Random Forests — Section 3: Tree Ensembles

Random forests train many decision trees on bootstrap samples of the training data, with feature subsampling at each split, then average their predictions (regression) or vote (classification).

Why bootstrap

Each tree sees a sample of size $n$ drawn with replacement from the training set of size $n$ . About 63% of unique rows appear in any given sample; the other ~37% are "out of bag" for that tree. This:

Decorrelates trees so their averaged variance falls faster than a sum of correlated variances would
Provides a free validation estimate via out-of-bag (OOB) predictions

Why feature subsampling

At each split, only $m$ of the $p$ features are considered. For classification, $m = \sqrt{p}$ is the default; for regression, $m = p/3$ . This further decorrelates trees — without it, every tree would split on the dominant feature first and you'd get the same tree many times.

Variance arithmetic

The variance of the average of $B$ identically distributed (but correlated) RVs with variance $\sigma^2$ and pairwise correlation $\rho$ is:

\rho \sigma^2 + \frac{1-\rho}{B} \sigma^2

As $B \to \infty$ , the second term vanishes but the first doesn't. Reducing $\rho$ via bootstrap + feature subsampling is the only way to push variance below $\rho \sigma^2$ .

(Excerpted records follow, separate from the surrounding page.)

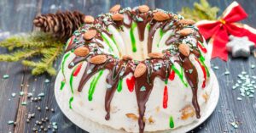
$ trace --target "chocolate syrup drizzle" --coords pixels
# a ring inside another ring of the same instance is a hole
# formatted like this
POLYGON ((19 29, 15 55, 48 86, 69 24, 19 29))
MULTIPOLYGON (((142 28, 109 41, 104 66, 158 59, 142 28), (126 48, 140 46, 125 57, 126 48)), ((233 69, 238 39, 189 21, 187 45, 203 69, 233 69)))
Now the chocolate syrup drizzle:
MULTIPOLYGON (((94 24, 85 24, 79 30, 83 33, 84 32, 82 31, 83 29, 86 31, 86 30, 93 28, 98 30, 96 36, 90 41, 85 42, 83 39, 82 34, 78 36, 74 35, 74 36, 73 36, 73 43, 69 45, 66 50, 67 53, 79 47, 87 47, 91 52, 86 57, 76 56, 68 65, 68 67, 72 69, 79 63, 87 61, 87 66, 79 85, 79 91, 82 91, 89 79, 98 71, 102 69, 109 70, 106 79, 108 83, 108 88, 105 95, 105 110, 107 112, 105 117, 106 120, 110 119, 110 104, 114 92, 116 91, 119 80, 125 78, 128 74, 134 73, 135 68, 138 64, 138 62, 135 62, 133 60, 119 59, 115 58, 112 55, 100 53, 99 47, 102 46, 101 46, 96 40, 102 40, 100 33, 105 32, 107 35, 112 36, 107 30, 108 25, 113 25, 122 30, 122 25, 130 28, 132 21, 135 21, 137 24, 139 39, 140 41, 143 41, 145 27, 147 24, 149 23, 150 28, 148 37, 148 52, 151 53, 153 36, 157 29, 161 28, 164 32, 170 30, 173 30, 173 32, 176 32, 183 28, 183 26, 177 22, 178 20, 174 18, 171 18, 170 19, 165 21, 157 21, 154 19, 152 10, 143 14, 141 14, 137 9, 125 10, 122 14, 125 14, 125 18, 127 19, 125 21, 113 21, 111 18, 108 17, 108 15, 102 15, 96 19, 94 24), (138 18, 142 18, 143 21, 138 20, 138 18), (100 27, 95 26, 96 25, 100 25, 100 27), (82 45, 80 45, 81 43, 82 45), (96 44, 96 47, 89 47, 90 43, 95 43, 96 44), (106 54, 108 60, 101 64, 90 63, 90 58, 98 54, 106 54)), ((171 16, 174 15, 171 13, 168 14, 170 14, 171 16)), ((198 41, 203 41, 201 36, 198 32, 191 36, 196 38, 198 41)), ((182 39, 183 39, 183 37, 175 33, 174 36, 171 36, 167 39, 166 43, 166 45, 177 45, 176 42, 181 42, 182 39)), ((195 54, 196 58, 199 58, 201 56, 199 49, 197 47, 192 47, 192 49, 193 50, 191 51, 191 53, 195 54)), ((195 109, 196 117, 198 119, 201 117, 200 107, 197 102, 198 73, 195 67, 193 65, 188 57, 183 56, 178 52, 172 53, 172 51, 166 50, 164 55, 165 57, 163 58, 148 58, 146 60, 140 61, 140 63, 143 63, 147 66, 146 72, 142 76, 136 78, 135 80, 135 91, 139 110, 138 125, 140 133, 143 133, 145 128, 145 122, 143 121, 144 113, 146 110, 145 105, 154 87, 154 80, 156 77, 159 77, 163 81, 167 80, 172 69, 172 65, 173 65, 174 62, 177 62, 184 69, 185 77, 193 92, 192 104, 195 109), (175 59, 171 60, 171 58, 175 59), (160 66, 159 69, 154 69, 156 65, 160 66)))

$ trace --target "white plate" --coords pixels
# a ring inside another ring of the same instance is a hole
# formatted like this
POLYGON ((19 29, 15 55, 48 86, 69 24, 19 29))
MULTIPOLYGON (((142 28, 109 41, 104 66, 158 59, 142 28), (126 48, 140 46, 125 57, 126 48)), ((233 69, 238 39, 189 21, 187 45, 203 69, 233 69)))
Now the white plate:
MULTIPOLYGON (((81 116, 79 114, 76 114, 75 112, 73 112, 72 109, 70 109, 68 108, 68 106, 67 106, 67 103, 63 102, 63 98, 65 97, 65 96, 67 96, 66 94, 63 94, 64 91, 61 91, 59 88, 61 87, 61 82, 63 80, 63 76, 61 72, 59 72, 57 77, 56 77, 56 80, 55 80, 55 99, 57 101, 57 103, 61 108, 61 110, 63 112, 63 114, 73 122, 76 125, 78 125, 79 127, 80 127, 81 129, 88 131, 88 132, 91 132, 91 133, 98 133, 98 132, 105 132, 105 133, 123 133, 125 132, 124 130, 114 130, 113 128, 110 128, 108 126, 106 125, 102 125, 98 123, 93 122, 90 119, 84 118, 83 116, 81 116)), ((179 128, 177 129, 173 129, 173 130, 165 130, 165 131, 158 131, 158 133, 161 132, 172 132, 172 133, 182 133, 182 132, 188 132, 193 129, 195 129, 195 127, 197 127, 198 125, 200 125, 201 124, 202 124, 214 111, 218 98, 219 98, 219 86, 218 86, 218 82, 217 80, 217 77, 215 75, 215 74, 212 72, 212 70, 211 70, 211 81, 209 83, 209 86, 212 86, 212 92, 210 94, 210 98, 208 100, 208 103, 207 104, 207 108, 205 108, 206 111, 202 112, 201 114, 201 118, 200 119, 198 119, 197 121, 194 122, 193 124, 185 125, 185 126, 181 126, 179 128)), ((65 88, 67 86, 64 86, 64 89, 67 89, 65 88)))

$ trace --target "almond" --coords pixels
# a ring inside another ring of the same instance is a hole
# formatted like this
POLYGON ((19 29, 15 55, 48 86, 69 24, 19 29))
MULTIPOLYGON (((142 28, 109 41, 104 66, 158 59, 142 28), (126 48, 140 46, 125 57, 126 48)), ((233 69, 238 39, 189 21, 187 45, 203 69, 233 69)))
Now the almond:
POLYGON ((138 78, 142 76, 146 72, 146 70, 147 70, 147 66, 144 64, 140 63, 134 70, 134 76, 136 78, 138 78))
POLYGON ((154 19, 158 21, 164 21, 164 20, 170 19, 170 16, 162 11, 158 11, 158 12, 154 13, 154 19))
POLYGON ((133 120, 137 120, 137 119, 138 119, 138 117, 134 114, 126 114, 125 115, 126 115, 126 117, 128 117, 129 119, 131 119, 133 120))
POLYGON ((149 8, 147 5, 141 5, 138 7, 138 9, 141 13, 146 13, 149 11, 149 8))
POLYGON ((85 47, 78 47, 77 49, 74 50, 73 53, 76 56, 79 56, 79 57, 85 57, 86 55, 88 55, 90 53, 89 48, 85 47))
POLYGON ((107 56, 104 54, 96 55, 90 59, 90 63, 101 64, 107 61, 107 56))
POLYGON ((91 15, 86 15, 86 16, 84 16, 84 21, 85 22, 85 23, 93 23, 94 22, 94 18, 93 18, 93 16, 91 16, 91 15))
POLYGON ((183 43, 179 44, 178 51, 186 57, 188 57, 190 53, 190 48, 189 45, 183 43))
POLYGON ((193 32, 193 30, 190 28, 185 28, 181 30, 178 30, 177 33, 183 36, 188 36, 193 32))
POLYGON ((181 110, 181 119, 186 120, 189 117, 193 117, 195 114, 194 108, 191 105, 187 105, 181 110))
POLYGON ((132 57, 131 55, 124 55, 122 58, 123 60, 132 60, 132 57))
POLYGON ((114 21, 120 21, 120 20, 124 19, 124 15, 121 14, 117 13, 117 14, 114 14, 112 15, 112 19, 114 21))
POLYGON ((90 40, 92 39, 94 36, 96 36, 97 34, 97 31, 96 30, 89 30, 88 31, 86 31, 84 34, 84 38, 85 40, 90 40))
POLYGON ((181 19, 178 21, 180 24, 183 25, 194 25, 195 22, 192 19, 181 19))
POLYGON ((164 54, 161 53, 148 53, 148 56, 152 58, 164 58, 164 54))
POLYGON ((120 8, 121 8, 121 6, 119 4, 116 4, 109 9, 109 12, 115 13, 115 12, 118 12, 120 8))

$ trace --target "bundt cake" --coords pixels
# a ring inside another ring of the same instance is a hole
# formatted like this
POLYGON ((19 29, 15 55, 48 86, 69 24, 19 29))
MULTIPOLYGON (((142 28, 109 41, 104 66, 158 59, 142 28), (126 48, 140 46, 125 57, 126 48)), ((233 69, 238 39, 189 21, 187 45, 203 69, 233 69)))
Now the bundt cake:
POLYGON ((115 5, 84 21, 67 42, 56 88, 68 94, 72 112, 141 133, 201 118, 211 68, 195 21, 147 5, 115 5))

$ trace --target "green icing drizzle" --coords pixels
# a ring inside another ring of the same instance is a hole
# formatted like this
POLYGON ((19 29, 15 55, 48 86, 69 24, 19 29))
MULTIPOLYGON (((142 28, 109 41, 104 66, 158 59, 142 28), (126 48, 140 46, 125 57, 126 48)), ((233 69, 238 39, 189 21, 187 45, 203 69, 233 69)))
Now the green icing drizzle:
POLYGON ((122 91, 122 88, 123 88, 122 85, 123 85, 123 79, 120 79, 119 81, 118 87, 117 87, 118 92, 120 92, 122 91))
POLYGON ((116 44, 116 42, 115 42, 115 39, 113 38, 113 36, 111 36, 111 39, 112 39, 112 41, 113 42, 114 45, 115 45, 116 47, 119 47, 119 46, 116 44))
POLYGON ((71 105, 71 103, 72 103, 73 101, 73 97, 72 97, 69 98, 69 108, 70 108, 70 109, 72 109, 72 105, 71 105))
POLYGON ((204 45, 203 42, 200 42, 200 41, 198 41, 198 42, 199 42, 199 43, 200 43, 201 46, 203 46, 203 47, 205 47, 205 45, 204 45))
POLYGON ((135 36, 133 34, 134 29, 137 27, 136 23, 131 24, 131 30, 130 30, 130 37, 131 37, 131 47, 132 47, 132 52, 136 53, 137 52, 137 47, 136 47, 136 40, 135 36))
POLYGON ((72 93, 73 93, 73 73, 77 69, 77 68, 78 68, 78 66, 73 69, 72 74, 70 75, 70 79, 69 79, 69 85, 70 85, 70 89, 71 89, 72 93))
POLYGON ((64 75, 64 64, 65 64, 65 62, 67 58, 67 57, 70 55, 70 53, 65 54, 64 58, 63 58, 63 60, 62 60, 62 63, 61 63, 61 72, 62 72, 62 75, 65 78, 65 75, 64 75))
POLYGON ((183 80, 183 69, 181 67, 181 69, 180 69, 181 72, 179 72, 178 69, 174 66, 174 64, 172 65, 172 69, 175 71, 175 73, 178 75, 179 79, 182 80, 182 82, 184 84, 184 86, 185 86, 186 87, 188 87, 188 83, 185 82, 184 80, 183 80))
POLYGON ((109 47, 111 52, 113 52, 113 49, 112 46, 110 45, 108 40, 106 38, 106 36, 103 34, 102 34, 102 37, 103 38, 103 41, 107 43, 107 45, 109 47))
POLYGON ((172 116, 170 116, 169 126, 170 126, 171 129, 174 128, 174 122, 173 122, 172 116))
POLYGON ((61 91, 63 90, 64 86, 65 86, 65 81, 62 80, 62 81, 61 82, 61 91))
POLYGON ((103 74, 103 70, 100 70, 99 75, 97 76, 95 76, 92 80, 92 81, 90 82, 90 89, 89 89, 89 95, 88 95, 88 100, 91 101, 92 100, 92 96, 96 88, 96 86, 100 79, 100 77, 103 74))
POLYGON ((69 38, 69 39, 67 40, 67 42, 66 42, 65 49, 67 49, 67 46, 68 46, 70 41, 71 41, 71 38, 69 38))
MULTIPOLYGON (((160 30, 159 30, 159 35, 160 35, 160 41, 159 41, 159 42, 160 42, 161 41, 163 36, 164 36, 164 31, 163 31, 162 29, 160 29, 160 30)), ((159 47, 159 42, 157 43, 157 47, 159 47)))
POLYGON ((199 51, 199 53, 200 53, 199 60, 202 64, 202 65, 206 68, 207 77, 209 77, 210 76, 210 72, 209 72, 209 69, 208 69, 208 68, 207 67, 207 65, 205 64, 206 58, 202 56, 202 54, 200 51, 199 51))

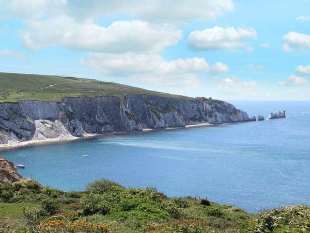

Practical defaults that work

500–1000 trees (more is fine but diminishing returns)
Trees grown deep, no pruning (variance reduction does the regularization)
$m = \sqrt{p}$ for classification
min_samples_leaf $\geq 5$ for noisy targets

When to prefer over GBMs

Random forests need almost no tuning, train trivially in parallel, and rarely overfit. Gradient boosting usually wins on benchmark accuracy but needs careful learning-rate and depth tuning. Pick RF for fast prototypes; pick GBM when squeezing every last point matters.